Evaluation of cake filtration biological reactors (CFBR) vs. membrane biological reactors (MBR) in a pilot scale plant

Abstract

In this study, cake filtration biological reactors (CFBR) and membrane biological reactors (MBR) were operated in the same environment. The initial flux of CFBR was 1,517.5L/h/m2 and the start-up cake resistance was around 6kPa. The flux dropped sharply during the first run, and at the end of first run flux was 110L/h/m2. During the second run, the flux declined further from 60L/h/m2 to 48L/h/m2 and during the last 4,000hours period flux was considered to be stable. However, the pressure difference (∆p) increased steadily for about 2,300hours until it reached a stable ∆p value at the termination of the run. On the other hand, the design operation flux of the membranes was 17.5L/h/m2. The system was operated around design flux values; however, more stable operation was achieved when the flux was around 9L/h/m2. Both the cloth filter and the membrane produced effluents with suspended solid concentrations of less than 10mg/L, but the effluent quality of the cloth filter was inferior to the membrane with respect to coliform removal. Activated sludge cake, which formed on cloth media during filtration, was evaluated according to conventional cake filtration theory using the plots of V vs. t and t/V vs.

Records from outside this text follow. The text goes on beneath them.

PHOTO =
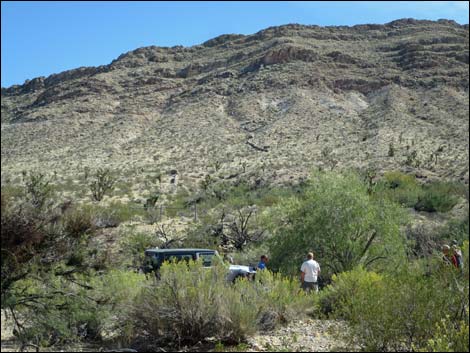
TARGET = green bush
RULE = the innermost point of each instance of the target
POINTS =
(406, 310)
(346, 286)
(192, 303)
(340, 223)
(449, 336)
(77, 221)
(57, 310)
(134, 244)
(437, 196)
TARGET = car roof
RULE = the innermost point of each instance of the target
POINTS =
(163, 251)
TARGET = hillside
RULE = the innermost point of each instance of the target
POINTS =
(278, 103)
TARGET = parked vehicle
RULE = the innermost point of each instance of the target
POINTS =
(154, 258)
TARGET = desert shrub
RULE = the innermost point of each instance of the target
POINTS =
(102, 183)
(77, 221)
(38, 190)
(345, 286)
(456, 229)
(192, 303)
(62, 311)
(133, 245)
(403, 311)
(449, 336)
(399, 187)
(112, 215)
(341, 223)
(437, 196)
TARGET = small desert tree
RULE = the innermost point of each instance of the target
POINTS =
(341, 223)
(102, 183)
(37, 188)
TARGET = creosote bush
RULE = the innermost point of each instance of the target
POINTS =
(420, 306)
(192, 303)
(341, 223)
(102, 183)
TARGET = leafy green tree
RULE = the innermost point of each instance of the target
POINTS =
(337, 220)
(102, 183)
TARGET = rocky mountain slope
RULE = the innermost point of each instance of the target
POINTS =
(279, 102)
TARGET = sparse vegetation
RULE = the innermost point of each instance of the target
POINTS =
(102, 183)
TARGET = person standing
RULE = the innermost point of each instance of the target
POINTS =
(263, 262)
(309, 272)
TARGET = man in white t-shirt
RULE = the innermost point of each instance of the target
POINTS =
(310, 271)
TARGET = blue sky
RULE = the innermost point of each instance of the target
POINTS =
(41, 38)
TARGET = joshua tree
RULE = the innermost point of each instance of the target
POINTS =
(391, 150)
(102, 183)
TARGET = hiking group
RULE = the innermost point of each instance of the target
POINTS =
(310, 269)
(309, 272)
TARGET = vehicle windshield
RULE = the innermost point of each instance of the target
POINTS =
(207, 259)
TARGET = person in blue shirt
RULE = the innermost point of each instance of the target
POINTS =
(262, 264)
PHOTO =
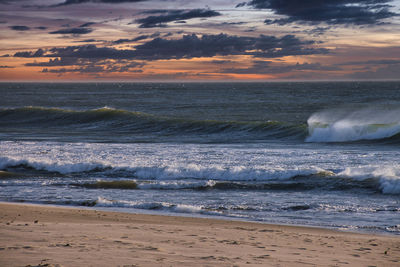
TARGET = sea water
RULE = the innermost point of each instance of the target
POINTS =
(320, 154)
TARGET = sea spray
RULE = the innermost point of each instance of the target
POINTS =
(349, 124)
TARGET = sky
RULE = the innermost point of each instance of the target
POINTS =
(182, 40)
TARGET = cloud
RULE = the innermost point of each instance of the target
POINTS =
(96, 67)
(73, 31)
(38, 53)
(174, 15)
(356, 12)
(269, 67)
(74, 2)
(19, 28)
(190, 46)
(87, 24)
(372, 62)
(140, 37)
(391, 71)
(67, 61)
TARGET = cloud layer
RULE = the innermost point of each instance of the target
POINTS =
(357, 12)
(175, 15)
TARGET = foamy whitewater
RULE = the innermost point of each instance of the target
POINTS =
(318, 154)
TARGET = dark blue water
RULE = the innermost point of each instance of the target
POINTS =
(321, 154)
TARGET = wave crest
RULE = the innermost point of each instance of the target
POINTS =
(347, 124)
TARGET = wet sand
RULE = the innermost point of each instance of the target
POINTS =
(38, 235)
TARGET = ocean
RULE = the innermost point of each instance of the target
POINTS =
(324, 154)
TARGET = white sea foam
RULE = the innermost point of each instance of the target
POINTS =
(192, 171)
(50, 166)
(344, 125)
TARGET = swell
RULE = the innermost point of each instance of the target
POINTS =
(371, 124)
(129, 123)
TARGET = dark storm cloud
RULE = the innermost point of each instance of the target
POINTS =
(175, 15)
(190, 46)
(140, 37)
(74, 2)
(73, 31)
(268, 67)
(358, 12)
(19, 28)
(87, 24)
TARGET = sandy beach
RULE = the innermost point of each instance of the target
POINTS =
(34, 235)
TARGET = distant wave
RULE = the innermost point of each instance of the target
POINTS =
(347, 125)
(384, 179)
(129, 123)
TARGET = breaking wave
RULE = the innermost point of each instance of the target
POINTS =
(347, 125)
(383, 179)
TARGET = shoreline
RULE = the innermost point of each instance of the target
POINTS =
(36, 235)
(222, 218)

V. The plot of V vs. time t for filtration of different MLSS concentrations in laboratory cell was best fitted to second order polynomial regression (R2>0.98); a linear relationship between t/V against V was not observed. Separately, an evaluation of V vs. t showed that CFBR was best fitted to second order polynomial regression (R2=0.995 for first run and R2=0.989 for second run); however, a linear relationship between the reciprocal of filtration rate (t/V) and the cumulative volume was observed individually. A transition between two linear plots was considered to be a change in the filtration characteristics. Standard blocking model plots of CFBR were fitted better (R2>0.95) than complete blocking and intermediate blocking models with the measured data for the initial period of filtration; the latter period of filtration was best fitted to the cake filtration model (R2>0.99).